Ich schließe mich ausdrücklich der Begründung des Bundesverbandes Mittelständische Wirtschaft an, die Investor-Staat-Schiedsgerichtsverfahren ablehnen: "Die grundlegende Idee hinter Investitionsschutzkapiteln und ISDS-Mechanismus ist die Gewährleistung hoher und ein hoheitlicher rechtsstaatlicher Standards. Investoren sollen so vor staatlicher Willkür und dem Verlust ihrer Investitionen geschützt werden. Mangelnde Rechtsstaatlichkeit, korrupte Justizsysteme oder fehlendes Investorenvertrauen treffen auf zahlreiche Schwellen- und Entwicklungsländer zu, jedoch nicht auf die beiden Verhandlungsparteien, die USA und die Europäische Union. Die USA waren im vergangenen Jahr mit 313 Milliarden Euro der mit Abstand größte Direktinvestor in der EU. Im Gegenzug flossen die meisten Investitionen aus der EU in die USA. Die EU-Mitgliedstaaten hielten Ende 2011 ca. 1.573 Milliarden US-Dollar an Investitionsbeständen in den USA, die US-Direktinvestitionen in der EU betrugen 2.094 Milliarden US-Dollar. Dies ist ein deutliches Zeichen für das gegenseitige Vertrauen in die vorhandenen rechtlichen und demokratischen Rahmenbedingungen für Investitionen. Es besteht somit keine Notwendigkeit der Aufnahme eines ISDS-Mechanismus in das TTIP-Abkommen.

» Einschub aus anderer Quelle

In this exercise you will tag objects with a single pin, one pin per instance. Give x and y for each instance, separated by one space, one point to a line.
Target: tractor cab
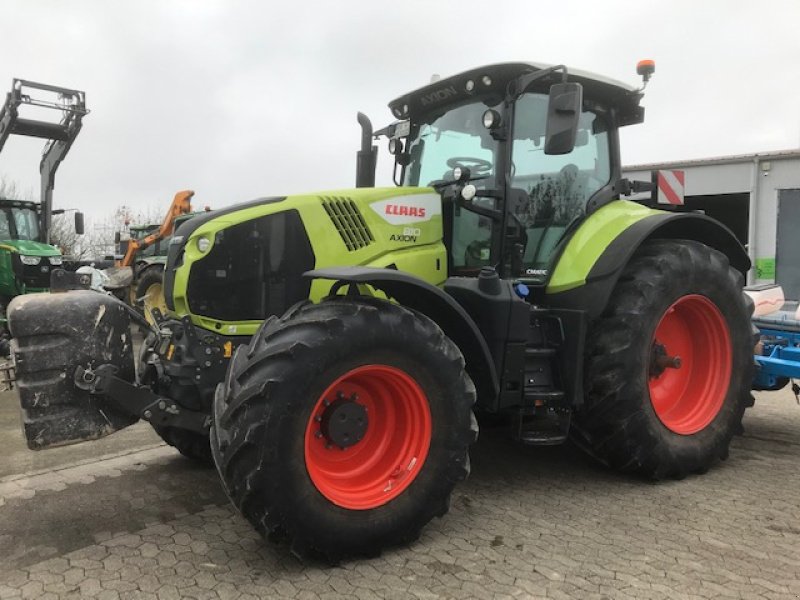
521 153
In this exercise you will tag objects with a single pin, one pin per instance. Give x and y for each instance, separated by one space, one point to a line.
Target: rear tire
270 412
674 299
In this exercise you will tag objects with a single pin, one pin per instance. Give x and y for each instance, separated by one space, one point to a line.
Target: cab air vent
348 222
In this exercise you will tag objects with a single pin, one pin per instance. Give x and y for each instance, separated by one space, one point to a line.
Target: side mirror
563 113
79 223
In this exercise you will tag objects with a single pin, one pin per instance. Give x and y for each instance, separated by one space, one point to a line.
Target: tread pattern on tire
617 424
260 469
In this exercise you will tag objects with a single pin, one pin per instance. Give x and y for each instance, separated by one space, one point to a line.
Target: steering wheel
480 166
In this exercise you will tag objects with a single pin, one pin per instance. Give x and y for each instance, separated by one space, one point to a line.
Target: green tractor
335 347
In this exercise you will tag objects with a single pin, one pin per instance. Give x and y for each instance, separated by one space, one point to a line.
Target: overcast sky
242 99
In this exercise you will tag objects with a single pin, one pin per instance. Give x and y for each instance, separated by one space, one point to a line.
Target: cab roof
609 92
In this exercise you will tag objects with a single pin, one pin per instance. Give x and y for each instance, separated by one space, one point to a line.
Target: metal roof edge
718 160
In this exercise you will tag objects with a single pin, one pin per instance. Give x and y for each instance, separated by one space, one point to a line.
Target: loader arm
181 205
60 135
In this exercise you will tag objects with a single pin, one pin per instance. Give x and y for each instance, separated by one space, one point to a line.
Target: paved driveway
130 518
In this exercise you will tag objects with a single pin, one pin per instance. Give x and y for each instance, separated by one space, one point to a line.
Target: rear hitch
138 400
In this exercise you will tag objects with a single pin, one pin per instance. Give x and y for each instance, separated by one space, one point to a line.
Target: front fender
595 256
419 295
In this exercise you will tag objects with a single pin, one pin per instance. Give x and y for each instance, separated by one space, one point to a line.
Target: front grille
36 276
348 221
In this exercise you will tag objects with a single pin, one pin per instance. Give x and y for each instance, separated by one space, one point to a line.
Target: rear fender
590 266
53 336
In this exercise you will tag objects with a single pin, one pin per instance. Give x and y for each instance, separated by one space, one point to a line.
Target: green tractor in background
335 346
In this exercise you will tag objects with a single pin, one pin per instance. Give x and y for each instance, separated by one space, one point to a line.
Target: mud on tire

Aufgrund der hohen durchschnittlichen Verfahrenskosten (die OECD geht von 8 Millionen Dollar pro Verfahren aus), können mittelständische Unternehmen den ISDS-Mechanismus in der Praxis nicht nutzen. Der ISDS-Mechanismus begünstigt Großkonzerne, die so geltendes nationales Recht und die staatliche Gerichtsbarkeit umgehen können. Sollte ein entsprechender Mechanismus in der derzeit zur Diskussion stehenden Form in das TTIP-Abkommen integriert werden, würde dies massive negative Folgen für Mitgliedsstaaten der Europäischen Union und für die mittelständische Wirtschaft nach sich ziehen. Die Erfahrungen aus den bisher stattgefundenen Schiedsverfahren zeigen, dass es dem Verfahren an Transparenz und einer übergeordneten ständigen Berufungsinstanz mangelt. Es besteht nicht nur die Gefahr der Aushebelung der staatlichen Gerichtsbarkeit, sondern zudem eine mögliche indirekte Beeinflussung der staatlichen Regulierungspolitik."
Die Kritik an Investor-Staat-Schiedsgerichtsverfahren gilt für mich ausdrücklich auch für das Freihandelsabkommen CETA zwischen Kanada und der EU. Es gibt eine enge wirtschaftliche Verflechtung zwischen den USA und Kanada. Erstens wäre mit einer derartigen Regelung "die Tür für derartige Verfahren offen". Zweitens könnte man den USA kaum das verweigern, was man Kanada gestattet. Damit droht der bekannte "Rutschbahneffekt". Es geht um die Bewahrung von Rechtsstaat und Demokratie und den Vorrang des öffentlichen Rechts auf der Basis unseres Grundgesetzes.